Global gaming companies, such as Las Vegas Sands and Hard Rock International, recently flew top executives into Tokyo to declare they are ready to invest in developing resorts in Japan, an enthusiasm triggered by the government’s plans to change current laws that forbid casino gambling.
The speed at which Japan’s government moved in December to pass the first piece of legislation on gaming surprised even supporters of the casino plans. The government is now working on a second bill to hammer out more details.
The pace of the bill’s passage was “like a thunderbolt from the sky,” said Takashi Kiso, who runs a company providing gaming industry consulting services.
With a poll by the Yomiuri Shimbun, Japan’s biggest daily newspaper, indicating two-thirds of respondents opposed the legislation and just one in four were in favor, Kiso says Japan needs a broader and more inclusive debate about the issue.
“We did not seize the opportunity to have a proper discussion with those who are against the legislation,” said Kiso, who heads the International Casino Institute.
However, he said that as the media’s attention shifted from the bill to specific issues, public support could build. He argued a substantial portion of revenue from the resorts would go towards intermediate providers of goods and services, labor, and tax.
Meantime, public concerns about casinos include adding to the ranks of problem gamblers if Japan becomes the next Macau or Las Vegas as well as potential links to organized crime.
Those issues are what bothers Shizuoka University Professor Yoichi Torihata, who opposes the casino law and made his case against Kiso during a debate at the Foreign Correspondents’ Club of Japan on Tuesday.
Much is hanging on this argument. As investment bank CLSA estimates gaming revenue in Japan could surpass US$25 billion a year, Japan’s government wants investment in the so-called integrated resorts.
They would include casinos, hotels, entertainment and sports venues, which the government argues will attract tourists, revitalize regional economies suffering from a population drain, and produce much-needed tax revenue.
Sheldon Adelson’s Las Vegas Sands Corp. has said the company could spend as much as US$10 billion on such facilities in Japan. Melco Crown Entertainment Ltd. which operates in Macau said the opportunity in Japan is too good to miss.
Casino opponent Torihata said there is a downside to all this in that gambling addictions can destroy lives.
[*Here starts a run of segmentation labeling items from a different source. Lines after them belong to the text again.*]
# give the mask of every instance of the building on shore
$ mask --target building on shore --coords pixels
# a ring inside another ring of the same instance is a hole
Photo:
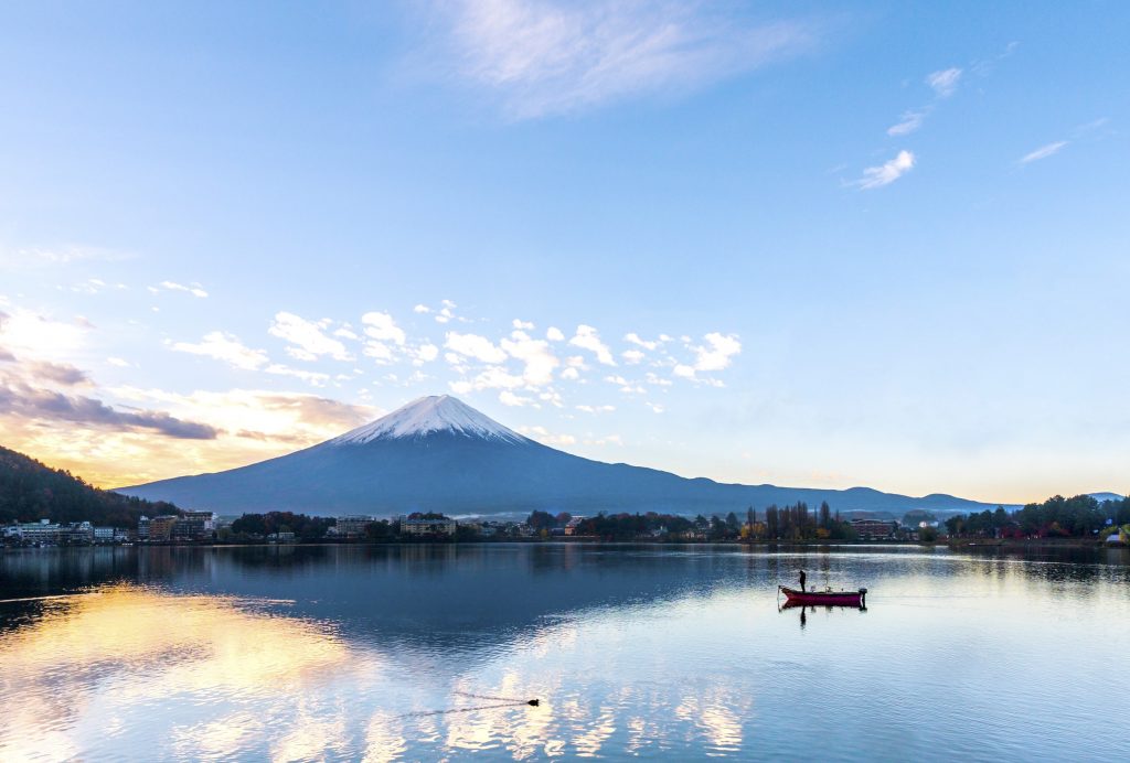
[[[566,535],[576,535],[577,534],[577,527],[581,526],[581,523],[584,521],[584,519],[585,519],[584,517],[573,517],[567,523],[565,523],[565,534]]]
[[[373,517],[349,516],[338,517],[338,524],[331,527],[338,537],[362,537],[365,535],[365,527],[373,523]]]
[[[174,541],[208,541],[216,529],[216,515],[211,511],[185,511],[173,525]]]
[[[458,526],[459,523],[447,517],[425,519],[424,517],[408,516],[400,518],[401,535],[454,535]]]
[[[148,538],[150,543],[167,543],[173,540],[173,527],[176,526],[176,515],[166,514],[149,520]]]
[[[879,519],[852,519],[851,526],[854,528],[855,534],[863,541],[893,538],[898,527],[897,523]]]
He argues that Japan doesn’t need to add to the problem gamblers it has in pachinko – a pinball-style game people on many street corners that offers cash payouts — as well as horse and bicycle racing.
Torihata said about 5.4 million Japanese, or 4.8 per cent of the population, suffered from gambling addictions, and he believed the number would rise if casinos were built.
“I’ve heard many personal stories of lives destroyed by gambling,” he said, adding that this is why there is such public opposition.
The casino issue did not merely split public opinion; it also prompted divisions within Prime Minister Shinzo Abe’s ruling coalition government.
The bill that passed in December was sponsored by lawmakers mainly from Abe’s Liberal Democratic Party, but the junior coalition partner Komeito, which was founded by members of a Buddhist-related group, allowed its members a conscience vote. Komeito leader Natsuo Yamaguchi was among those to oppose the bill in the upper house.
The bill requires related legislation to be drawn up within a year to set rules on dealing with problem gambling, selection of locations and casino operators.
Torihata argued that the Asian gambling market was already saturated, meaning that the “real target” of foreign casino operators was the local population. He said strong restrictions and regulations are needed, including a Singapore-style ban on television advertising.
Edward Tracy, the CEO of Hard Rock Japan who has more than 30 years experience running gaming and entertainment facilities, said problem gaming is something that American companies in particular have taken really seriously.
“There have been a lot of measures taken by the industry in education programs, such as how to spot it if you are an employee and having solutions for the individuals,” he said in an interview in Tokyo.
Gambling is already happening so the benefit of strong legislation is that it brings it to the surface, it isn’t underground and it’s highly regulated, he said.